Fascinating graphic: top sources and uses of energy in the USA in 2014

When most people are asked about where energy comes from, the most obvious sources come to mind first. Electrical power comes from a nearby generator plant, and gasoline comes from imported oil. These are the two most common sources of energy most of us know about and think we know where they are generated. However, these two categories do not make up all the energy used in the U.S.


The U.S. Environmental Protection Agency, or E.P.A., put together a very fascinating visual display of how energy is brought into the country and how it is consumed performing various functions. What at first looks like a big green log with split ends is really an informative energy flow map of all the big areas of energy production and consumption. Everytime I look at it, I learn something new. And many common assumptions are very different from reality.

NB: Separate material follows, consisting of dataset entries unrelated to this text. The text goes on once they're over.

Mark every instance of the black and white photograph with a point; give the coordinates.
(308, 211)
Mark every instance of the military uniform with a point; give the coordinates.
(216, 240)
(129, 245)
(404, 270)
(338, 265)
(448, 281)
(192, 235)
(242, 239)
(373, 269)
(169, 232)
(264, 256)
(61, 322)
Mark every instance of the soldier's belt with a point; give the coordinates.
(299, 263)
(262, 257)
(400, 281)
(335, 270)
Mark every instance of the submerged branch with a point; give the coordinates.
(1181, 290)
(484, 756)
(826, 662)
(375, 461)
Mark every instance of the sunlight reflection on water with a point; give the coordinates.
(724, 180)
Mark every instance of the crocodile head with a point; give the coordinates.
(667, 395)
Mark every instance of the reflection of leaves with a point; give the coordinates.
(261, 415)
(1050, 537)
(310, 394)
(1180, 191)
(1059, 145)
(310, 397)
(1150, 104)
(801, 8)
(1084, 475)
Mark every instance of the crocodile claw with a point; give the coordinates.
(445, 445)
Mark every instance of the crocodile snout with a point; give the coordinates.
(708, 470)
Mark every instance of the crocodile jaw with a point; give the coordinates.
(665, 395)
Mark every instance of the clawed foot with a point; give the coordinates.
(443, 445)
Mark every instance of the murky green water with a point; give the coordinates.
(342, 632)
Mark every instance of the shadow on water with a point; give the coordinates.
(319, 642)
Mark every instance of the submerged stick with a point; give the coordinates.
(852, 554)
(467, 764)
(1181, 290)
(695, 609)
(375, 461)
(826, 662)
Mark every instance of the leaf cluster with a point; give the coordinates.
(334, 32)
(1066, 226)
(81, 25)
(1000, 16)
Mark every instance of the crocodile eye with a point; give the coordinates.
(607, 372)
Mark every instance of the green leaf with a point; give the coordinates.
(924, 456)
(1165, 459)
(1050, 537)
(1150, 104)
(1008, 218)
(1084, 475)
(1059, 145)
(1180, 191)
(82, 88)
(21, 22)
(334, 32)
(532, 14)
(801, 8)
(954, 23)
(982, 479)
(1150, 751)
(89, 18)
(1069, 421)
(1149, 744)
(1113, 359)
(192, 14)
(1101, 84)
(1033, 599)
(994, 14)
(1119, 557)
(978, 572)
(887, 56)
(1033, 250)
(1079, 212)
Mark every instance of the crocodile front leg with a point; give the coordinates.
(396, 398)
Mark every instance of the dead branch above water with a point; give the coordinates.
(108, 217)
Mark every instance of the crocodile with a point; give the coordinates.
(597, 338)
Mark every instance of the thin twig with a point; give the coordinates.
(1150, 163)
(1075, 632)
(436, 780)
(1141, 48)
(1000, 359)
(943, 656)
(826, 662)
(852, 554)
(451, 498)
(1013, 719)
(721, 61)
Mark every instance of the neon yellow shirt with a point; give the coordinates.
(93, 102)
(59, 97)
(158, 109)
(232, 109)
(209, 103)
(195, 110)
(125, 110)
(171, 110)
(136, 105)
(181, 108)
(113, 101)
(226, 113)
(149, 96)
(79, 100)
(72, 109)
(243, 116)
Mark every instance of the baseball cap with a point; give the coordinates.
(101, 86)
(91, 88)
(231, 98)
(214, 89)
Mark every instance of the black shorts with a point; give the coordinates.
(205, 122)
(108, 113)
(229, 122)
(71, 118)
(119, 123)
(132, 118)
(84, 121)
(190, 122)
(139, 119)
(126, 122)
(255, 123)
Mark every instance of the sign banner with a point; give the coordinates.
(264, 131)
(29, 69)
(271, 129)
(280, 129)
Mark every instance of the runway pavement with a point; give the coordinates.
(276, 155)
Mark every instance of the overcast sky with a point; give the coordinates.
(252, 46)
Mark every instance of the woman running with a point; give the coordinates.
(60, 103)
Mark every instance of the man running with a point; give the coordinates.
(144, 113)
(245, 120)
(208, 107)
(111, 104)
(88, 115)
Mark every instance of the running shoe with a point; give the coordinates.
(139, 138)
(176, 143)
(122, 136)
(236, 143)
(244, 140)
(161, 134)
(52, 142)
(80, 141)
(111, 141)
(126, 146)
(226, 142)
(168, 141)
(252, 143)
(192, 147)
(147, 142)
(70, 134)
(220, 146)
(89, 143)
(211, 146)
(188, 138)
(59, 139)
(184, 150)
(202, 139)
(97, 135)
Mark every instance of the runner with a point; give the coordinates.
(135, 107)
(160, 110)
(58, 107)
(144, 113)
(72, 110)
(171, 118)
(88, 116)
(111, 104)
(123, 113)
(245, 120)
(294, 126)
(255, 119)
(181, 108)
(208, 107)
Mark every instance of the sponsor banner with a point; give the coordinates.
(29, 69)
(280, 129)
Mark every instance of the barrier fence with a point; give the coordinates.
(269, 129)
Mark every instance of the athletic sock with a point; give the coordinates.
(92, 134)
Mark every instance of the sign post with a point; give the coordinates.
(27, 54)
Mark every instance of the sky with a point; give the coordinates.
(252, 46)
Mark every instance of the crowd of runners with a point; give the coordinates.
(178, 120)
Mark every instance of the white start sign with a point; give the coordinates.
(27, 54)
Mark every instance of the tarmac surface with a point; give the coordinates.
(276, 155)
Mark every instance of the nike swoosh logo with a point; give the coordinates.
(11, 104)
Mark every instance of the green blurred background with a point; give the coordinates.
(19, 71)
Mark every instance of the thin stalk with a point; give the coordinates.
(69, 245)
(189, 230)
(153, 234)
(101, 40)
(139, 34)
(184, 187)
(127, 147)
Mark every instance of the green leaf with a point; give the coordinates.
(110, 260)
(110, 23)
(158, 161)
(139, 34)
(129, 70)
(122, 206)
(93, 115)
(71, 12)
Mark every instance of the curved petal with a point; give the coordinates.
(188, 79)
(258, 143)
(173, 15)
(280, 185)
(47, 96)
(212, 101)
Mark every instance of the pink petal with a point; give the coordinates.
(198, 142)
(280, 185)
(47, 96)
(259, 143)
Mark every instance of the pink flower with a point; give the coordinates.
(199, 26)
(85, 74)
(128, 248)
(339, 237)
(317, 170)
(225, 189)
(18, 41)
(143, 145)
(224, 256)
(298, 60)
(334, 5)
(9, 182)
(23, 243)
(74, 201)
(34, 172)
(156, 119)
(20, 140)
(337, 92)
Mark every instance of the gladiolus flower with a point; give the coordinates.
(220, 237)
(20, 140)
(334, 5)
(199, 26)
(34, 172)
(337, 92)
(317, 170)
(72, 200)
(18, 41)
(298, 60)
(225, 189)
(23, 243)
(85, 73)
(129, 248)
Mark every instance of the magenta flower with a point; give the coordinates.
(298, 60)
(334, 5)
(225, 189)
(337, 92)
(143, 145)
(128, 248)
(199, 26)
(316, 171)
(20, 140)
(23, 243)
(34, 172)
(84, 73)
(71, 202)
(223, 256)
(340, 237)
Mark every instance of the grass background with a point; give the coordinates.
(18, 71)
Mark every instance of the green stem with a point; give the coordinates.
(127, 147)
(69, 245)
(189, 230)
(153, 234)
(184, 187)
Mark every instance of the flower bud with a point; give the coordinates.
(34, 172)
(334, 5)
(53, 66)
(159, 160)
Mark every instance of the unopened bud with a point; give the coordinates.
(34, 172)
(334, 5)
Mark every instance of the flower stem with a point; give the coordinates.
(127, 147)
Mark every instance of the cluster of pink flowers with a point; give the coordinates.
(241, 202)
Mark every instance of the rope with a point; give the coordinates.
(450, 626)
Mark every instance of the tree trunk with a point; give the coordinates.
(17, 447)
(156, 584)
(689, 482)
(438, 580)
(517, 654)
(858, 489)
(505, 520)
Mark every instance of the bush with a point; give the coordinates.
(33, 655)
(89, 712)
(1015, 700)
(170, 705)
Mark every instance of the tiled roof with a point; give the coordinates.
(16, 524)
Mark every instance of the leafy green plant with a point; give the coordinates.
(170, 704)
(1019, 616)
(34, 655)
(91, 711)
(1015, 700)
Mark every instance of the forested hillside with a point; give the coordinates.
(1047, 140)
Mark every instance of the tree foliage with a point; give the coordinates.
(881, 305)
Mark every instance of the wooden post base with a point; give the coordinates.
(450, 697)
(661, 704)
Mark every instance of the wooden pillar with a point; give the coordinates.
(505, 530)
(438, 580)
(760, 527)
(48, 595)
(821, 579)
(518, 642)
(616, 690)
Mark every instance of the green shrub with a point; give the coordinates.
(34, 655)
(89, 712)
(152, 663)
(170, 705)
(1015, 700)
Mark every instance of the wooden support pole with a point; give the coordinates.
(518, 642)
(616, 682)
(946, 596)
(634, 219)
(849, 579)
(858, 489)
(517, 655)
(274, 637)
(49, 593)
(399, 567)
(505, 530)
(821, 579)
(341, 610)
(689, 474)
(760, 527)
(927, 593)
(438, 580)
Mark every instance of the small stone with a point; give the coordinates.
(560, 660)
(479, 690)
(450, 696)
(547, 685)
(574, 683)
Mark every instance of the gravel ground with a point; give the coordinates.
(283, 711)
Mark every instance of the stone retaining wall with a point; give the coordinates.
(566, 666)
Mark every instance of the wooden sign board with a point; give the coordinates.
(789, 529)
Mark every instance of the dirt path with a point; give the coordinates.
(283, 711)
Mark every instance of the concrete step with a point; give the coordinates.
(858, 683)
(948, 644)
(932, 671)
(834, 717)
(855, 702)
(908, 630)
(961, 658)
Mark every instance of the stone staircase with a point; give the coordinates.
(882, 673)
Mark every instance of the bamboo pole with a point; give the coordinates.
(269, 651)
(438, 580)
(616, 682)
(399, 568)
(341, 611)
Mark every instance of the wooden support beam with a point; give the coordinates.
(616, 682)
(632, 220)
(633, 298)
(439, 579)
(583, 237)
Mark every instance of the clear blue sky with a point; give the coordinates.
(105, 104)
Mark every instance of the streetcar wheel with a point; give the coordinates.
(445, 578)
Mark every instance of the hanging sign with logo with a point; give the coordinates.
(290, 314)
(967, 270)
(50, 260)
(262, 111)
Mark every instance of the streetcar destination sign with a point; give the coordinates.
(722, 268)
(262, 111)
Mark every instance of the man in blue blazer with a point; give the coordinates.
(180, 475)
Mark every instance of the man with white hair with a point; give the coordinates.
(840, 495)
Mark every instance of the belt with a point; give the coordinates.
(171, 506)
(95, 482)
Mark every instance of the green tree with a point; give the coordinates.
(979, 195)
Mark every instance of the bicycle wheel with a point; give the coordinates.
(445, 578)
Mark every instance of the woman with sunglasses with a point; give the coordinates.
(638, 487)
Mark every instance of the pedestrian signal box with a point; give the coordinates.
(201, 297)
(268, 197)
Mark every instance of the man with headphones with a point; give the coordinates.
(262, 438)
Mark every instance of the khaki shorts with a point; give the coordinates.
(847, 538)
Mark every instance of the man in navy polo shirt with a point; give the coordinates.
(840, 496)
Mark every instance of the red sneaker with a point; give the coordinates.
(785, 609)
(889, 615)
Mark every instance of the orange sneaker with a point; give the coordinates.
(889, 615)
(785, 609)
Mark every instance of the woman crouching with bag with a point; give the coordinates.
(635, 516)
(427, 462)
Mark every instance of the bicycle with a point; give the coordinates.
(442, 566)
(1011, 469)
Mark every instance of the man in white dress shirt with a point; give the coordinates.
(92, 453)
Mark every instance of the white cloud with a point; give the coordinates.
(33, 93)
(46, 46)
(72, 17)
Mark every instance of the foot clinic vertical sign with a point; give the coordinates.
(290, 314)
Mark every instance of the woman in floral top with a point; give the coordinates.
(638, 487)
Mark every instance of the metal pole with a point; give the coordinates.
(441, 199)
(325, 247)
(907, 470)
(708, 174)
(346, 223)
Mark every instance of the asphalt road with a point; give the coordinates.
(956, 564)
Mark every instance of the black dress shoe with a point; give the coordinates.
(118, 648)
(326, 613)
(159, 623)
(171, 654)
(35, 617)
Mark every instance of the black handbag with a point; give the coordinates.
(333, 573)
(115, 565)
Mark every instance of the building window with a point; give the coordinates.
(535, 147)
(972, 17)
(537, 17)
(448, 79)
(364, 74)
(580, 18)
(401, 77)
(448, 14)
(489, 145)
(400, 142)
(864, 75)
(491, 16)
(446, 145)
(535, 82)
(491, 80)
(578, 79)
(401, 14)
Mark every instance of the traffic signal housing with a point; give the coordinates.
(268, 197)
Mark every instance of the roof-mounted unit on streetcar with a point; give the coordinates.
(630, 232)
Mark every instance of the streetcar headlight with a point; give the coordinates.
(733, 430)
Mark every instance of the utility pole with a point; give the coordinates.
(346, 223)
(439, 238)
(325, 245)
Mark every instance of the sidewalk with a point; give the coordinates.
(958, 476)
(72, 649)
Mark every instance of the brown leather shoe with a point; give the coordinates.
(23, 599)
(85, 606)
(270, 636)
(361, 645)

For example, foreign oil only represents a little over 23 percent of energy resources available to Americans. And electrical energy generally comes from either coal plants which draw on coal, a natural mineral that provides 20 percent of the country’s energy, or from nuclear electrical energy, representing 10 percent of the total.

The large majority of energy resources in the chart are fossil-based materials. And, despite our capability, we are only using 20 percent of our energy supply from renewable or nuclear sources. Interestingly, it is not private homes that are the biggest energy hogs. They only eat up slightly over 21.5 percent. Instead, commercial interests (18 percent), industrial entities (31 percent), and transportation (27 percent) eat up a big portion of available energy.

So while the average person can do their part in helping conserve energy at the individual level, it truly is the commercial and industrial arenas that have the biggest impact in energy conservation as well as consumption. Alternatively, if society were to shift away from its reliance on so much individual transportation, that would have a big impact on a fourth of the consumption picture as well, but we’ve been chasing that social goal for decades. Until we can get on par with the quality and safety of public transport in Europe, we will never have the idea of public transit taken seriously in a car-driven society.

Now if we break out the biggest sources to the smallest, the spread looks as follows:

  • Coal = 39%
  • Natural gas = 27%
  • Nuclear = 19%
  • Hydropower = 6%
  • Other renewables = 7%
    • Biomass = 1.7%
    • Geothermal = 0.4%
    • Solar = 0.4%
    • Wind = 4.4%
    • Petroleum = 1%
    • Other gases < 1%

Coal may seem like a throwback to yesteryear, but it still remains in the top three energy sources. It burns, it’s messy, but it works, making coal remain extremely valuable.

Natural gas is gaining more and more of a foothold as new construction takes over various regions. It’s a standard form of heating in new homes and buildings.

Nuclear power is the bad child in the energy family because society still carries many of the fears of the 1970s and exploding nuclear centers poisoning regions. In fact, nuclear power today provides far more energy and is chiefly curtailed by regulations and fear.

Hydropower is the last of the big sources, but it is often limited to water supply and where the water is located. Hydropower dams have also had more issues with integrity and structural failure than most other energy projects.

The remaining categories make up the residual elements, wind being the most notable and growing.